When the principal of Rome Catholic School called Vacca and asked her to be a substitute, she said yes. However, what was supposed to be a temporary position, has turned into a permanent one until the end of the year. Vacca is not the only teacher who was unexpectedly put on salary until June, there are several others, including the principal.

The outside of Rome Catholic School
Rome Catholic School
© 2024 Reese Gaudelli

Her return to the classroom highlights more than just a shortage of staffing. Vacca pointed out the lack of resources available when she first got to Rome Catholic School.

“I had to scrounge for books. When I walked in there were no books in here,” said Vacca.

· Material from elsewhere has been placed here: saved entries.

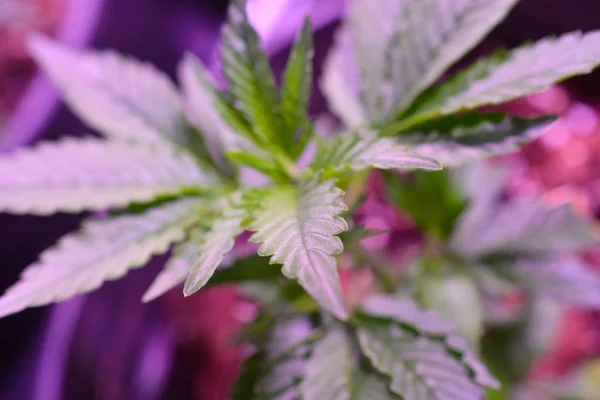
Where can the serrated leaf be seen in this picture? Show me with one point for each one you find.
(523, 225)
(251, 81)
(73, 175)
(487, 139)
(340, 82)
(104, 249)
(296, 90)
(419, 368)
(216, 242)
(328, 369)
(564, 277)
(430, 324)
(359, 150)
(297, 228)
(404, 47)
(175, 271)
(285, 355)
(200, 98)
(122, 98)
(528, 69)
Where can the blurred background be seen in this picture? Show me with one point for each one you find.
(108, 345)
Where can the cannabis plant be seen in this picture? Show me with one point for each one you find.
(169, 174)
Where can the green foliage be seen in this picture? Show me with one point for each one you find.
(171, 171)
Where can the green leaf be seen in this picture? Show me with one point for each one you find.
(523, 225)
(419, 368)
(528, 69)
(104, 249)
(296, 90)
(329, 368)
(340, 82)
(359, 150)
(73, 175)
(297, 227)
(175, 271)
(562, 276)
(463, 145)
(404, 47)
(428, 324)
(216, 242)
(430, 198)
(200, 97)
(122, 98)
(250, 77)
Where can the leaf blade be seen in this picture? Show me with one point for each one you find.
(297, 228)
(102, 250)
(73, 175)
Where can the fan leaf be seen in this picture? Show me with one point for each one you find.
(251, 80)
(104, 249)
(361, 150)
(328, 369)
(217, 242)
(296, 90)
(404, 47)
(122, 98)
(297, 228)
(73, 175)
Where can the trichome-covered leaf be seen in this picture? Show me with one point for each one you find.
(217, 241)
(404, 47)
(251, 81)
(329, 368)
(359, 150)
(296, 91)
(122, 98)
(73, 175)
(297, 227)
(104, 249)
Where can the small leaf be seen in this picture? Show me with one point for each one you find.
(429, 324)
(73, 175)
(122, 98)
(404, 47)
(104, 249)
(487, 139)
(328, 369)
(200, 98)
(216, 242)
(361, 150)
(340, 82)
(564, 277)
(523, 225)
(175, 271)
(296, 90)
(297, 227)
(419, 368)
(528, 69)
(250, 77)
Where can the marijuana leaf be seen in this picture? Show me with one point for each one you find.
(462, 145)
(122, 98)
(296, 90)
(528, 69)
(358, 150)
(329, 368)
(175, 271)
(216, 242)
(297, 227)
(404, 47)
(250, 77)
(91, 174)
(102, 250)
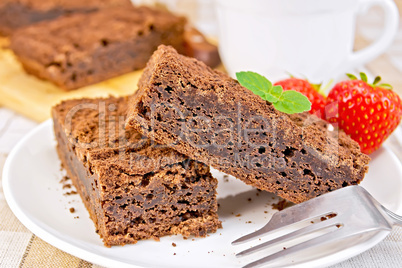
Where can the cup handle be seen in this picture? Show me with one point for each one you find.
(390, 29)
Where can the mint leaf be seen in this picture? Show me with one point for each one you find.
(293, 102)
(276, 93)
(284, 101)
(258, 84)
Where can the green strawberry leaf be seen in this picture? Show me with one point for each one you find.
(293, 102)
(376, 80)
(363, 76)
(258, 84)
(386, 86)
(285, 101)
(276, 93)
(351, 76)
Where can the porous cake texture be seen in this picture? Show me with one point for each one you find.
(15, 14)
(208, 116)
(133, 189)
(83, 49)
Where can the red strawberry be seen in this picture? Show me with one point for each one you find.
(367, 112)
(309, 90)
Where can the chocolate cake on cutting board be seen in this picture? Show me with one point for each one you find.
(15, 14)
(133, 189)
(83, 49)
(208, 116)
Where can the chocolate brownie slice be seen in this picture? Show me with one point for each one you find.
(15, 14)
(208, 116)
(84, 49)
(132, 189)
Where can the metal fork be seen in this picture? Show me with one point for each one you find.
(342, 217)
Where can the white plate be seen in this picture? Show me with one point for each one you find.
(32, 187)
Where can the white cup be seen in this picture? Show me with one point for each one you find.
(305, 38)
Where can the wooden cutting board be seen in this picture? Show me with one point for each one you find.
(34, 98)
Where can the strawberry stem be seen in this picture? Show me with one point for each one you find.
(351, 76)
(363, 76)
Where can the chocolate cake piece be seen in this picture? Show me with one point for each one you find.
(208, 116)
(15, 14)
(132, 189)
(84, 49)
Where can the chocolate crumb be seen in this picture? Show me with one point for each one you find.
(282, 204)
(329, 216)
(67, 186)
(71, 193)
(64, 179)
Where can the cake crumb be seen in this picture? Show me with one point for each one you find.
(67, 186)
(282, 204)
(71, 193)
(64, 179)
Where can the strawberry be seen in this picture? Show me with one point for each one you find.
(311, 91)
(367, 112)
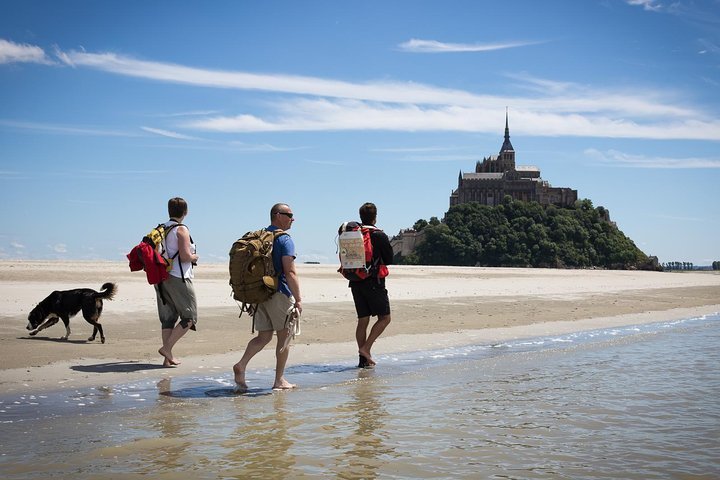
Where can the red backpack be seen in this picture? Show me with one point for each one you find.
(148, 255)
(356, 253)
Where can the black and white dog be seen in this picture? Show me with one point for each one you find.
(61, 305)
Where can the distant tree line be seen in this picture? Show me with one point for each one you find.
(525, 234)
(678, 266)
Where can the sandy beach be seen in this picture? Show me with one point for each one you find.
(432, 307)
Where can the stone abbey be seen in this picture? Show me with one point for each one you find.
(497, 176)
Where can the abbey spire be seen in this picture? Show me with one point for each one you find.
(507, 146)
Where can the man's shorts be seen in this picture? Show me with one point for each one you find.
(370, 298)
(272, 314)
(180, 303)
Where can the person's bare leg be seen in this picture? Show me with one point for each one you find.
(281, 361)
(382, 322)
(170, 338)
(360, 337)
(255, 345)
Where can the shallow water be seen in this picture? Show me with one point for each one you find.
(635, 402)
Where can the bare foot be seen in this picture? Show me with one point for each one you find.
(169, 359)
(284, 385)
(240, 385)
(366, 354)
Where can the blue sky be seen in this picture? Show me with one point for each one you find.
(107, 109)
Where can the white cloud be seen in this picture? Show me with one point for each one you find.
(59, 248)
(539, 120)
(168, 133)
(416, 45)
(622, 159)
(649, 5)
(11, 52)
(66, 129)
(549, 108)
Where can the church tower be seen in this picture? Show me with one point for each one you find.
(507, 152)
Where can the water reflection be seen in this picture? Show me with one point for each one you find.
(262, 438)
(366, 449)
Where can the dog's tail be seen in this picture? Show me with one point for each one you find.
(108, 291)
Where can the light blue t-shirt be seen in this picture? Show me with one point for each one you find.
(284, 246)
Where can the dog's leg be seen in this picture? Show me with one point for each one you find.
(47, 323)
(91, 313)
(66, 321)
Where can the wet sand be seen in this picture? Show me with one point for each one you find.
(432, 307)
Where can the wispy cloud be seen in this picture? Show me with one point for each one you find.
(621, 159)
(65, 129)
(538, 118)
(416, 45)
(542, 107)
(649, 5)
(11, 52)
(168, 133)
(58, 248)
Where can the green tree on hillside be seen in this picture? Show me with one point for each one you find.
(526, 234)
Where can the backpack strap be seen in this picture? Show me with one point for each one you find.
(182, 273)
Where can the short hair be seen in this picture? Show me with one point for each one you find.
(368, 213)
(276, 208)
(177, 207)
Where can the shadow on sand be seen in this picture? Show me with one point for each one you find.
(58, 339)
(117, 367)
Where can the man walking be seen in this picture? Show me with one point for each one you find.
(370, 295)
(272, 315)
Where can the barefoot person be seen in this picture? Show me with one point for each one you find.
(176, 295)
(272, 315)
(370, 295)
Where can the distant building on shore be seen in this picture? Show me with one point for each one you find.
(497, 176)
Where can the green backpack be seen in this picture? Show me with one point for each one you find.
(252, 275)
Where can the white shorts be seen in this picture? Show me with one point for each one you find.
(272, 314)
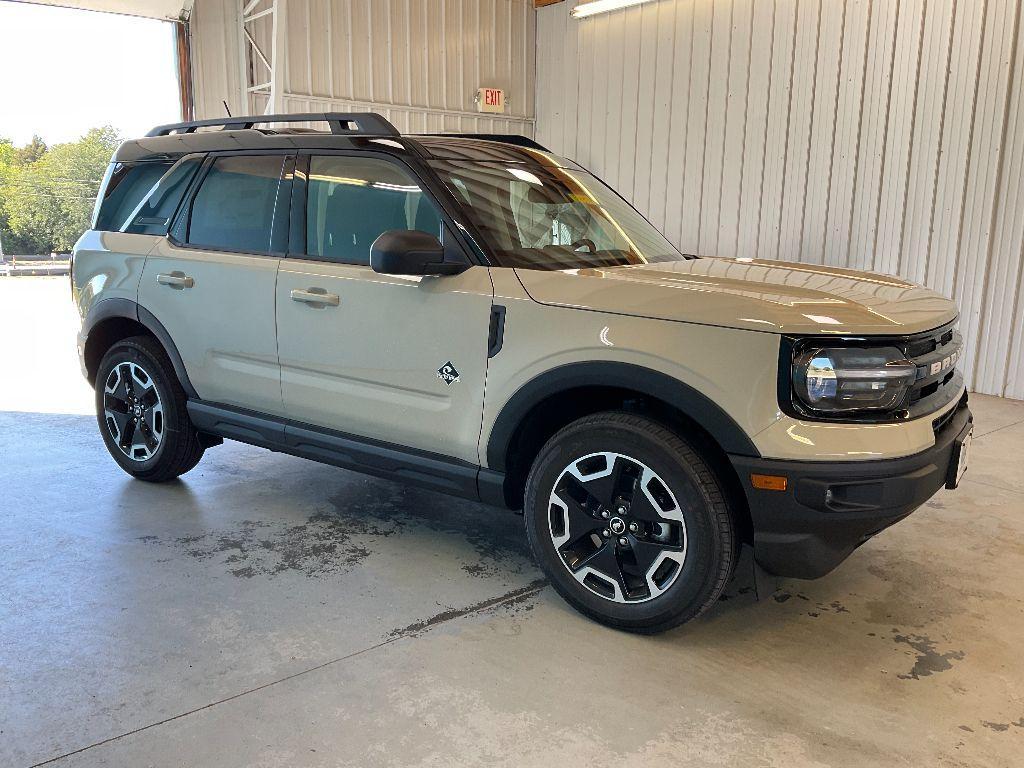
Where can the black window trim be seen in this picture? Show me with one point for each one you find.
(457, 245)
(282, 209)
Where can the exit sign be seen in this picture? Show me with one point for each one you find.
(491, 99)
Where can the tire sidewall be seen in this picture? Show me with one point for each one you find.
(691, 589)
(129, 351)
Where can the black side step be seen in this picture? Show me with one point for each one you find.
(421, 468)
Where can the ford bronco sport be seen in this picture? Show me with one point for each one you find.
(479, 316)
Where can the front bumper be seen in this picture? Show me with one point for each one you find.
(830, 508)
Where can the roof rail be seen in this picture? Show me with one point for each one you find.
(340, 122)
(505, 138)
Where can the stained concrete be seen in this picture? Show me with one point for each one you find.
(266, 610)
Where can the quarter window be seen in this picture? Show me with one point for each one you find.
(233, 208)
(126, 185)
(351, 201)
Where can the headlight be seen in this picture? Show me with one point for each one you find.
(845, 379)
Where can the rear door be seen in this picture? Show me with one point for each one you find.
(399, 359)
(211, 283)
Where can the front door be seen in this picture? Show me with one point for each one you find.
(393, 358)
(212, 284)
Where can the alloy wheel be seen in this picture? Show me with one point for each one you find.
(133, 412)
(617, 527)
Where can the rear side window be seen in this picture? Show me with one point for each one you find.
(153, 214)
(235, 206)
(351, 201)
(126, 185)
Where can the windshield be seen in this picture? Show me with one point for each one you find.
(539, 217)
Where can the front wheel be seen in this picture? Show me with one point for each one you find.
(630, 523)
(140, 407)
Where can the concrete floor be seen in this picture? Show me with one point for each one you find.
(266, 610)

Vacca’s experience reflects broader issues within the education system, including a loss of trust and respect from higher-ups. She feels that teachers no longer have the ability to run the classroom the way they want to. Nicole Capsello, President of the Syracuse Teachers Association shares the same feelings. She explains that 30% of time spent in the classroom is for testing rather than teaching. This and other punitive measures are what prevent teachers from having autonomy.

“The amount of time we spend testing our students on things that are not relevant to being a successful human being in society is huge,” said Capsello.

Both Vacca and Capsello agree that it is essential that teachers are trusted to lead their classrooms in a way that best suits their students’ needs. They also emphasized the need to regain respect from superiors, parents, and students alike.

Despite these challenges, Vacca still has hope for the future. She is certain that this issue will get better.

“It’s a cycle,” said Vacca. “The lack of money, the lack of respect, it will all come back.”
One thing that is for certain, is Vacca’s love for children. The opportunity to work with students is what brought her back.

“That’s the best thing about education in its entirety. I got to share and watch them learn to love learning,” said Vacca.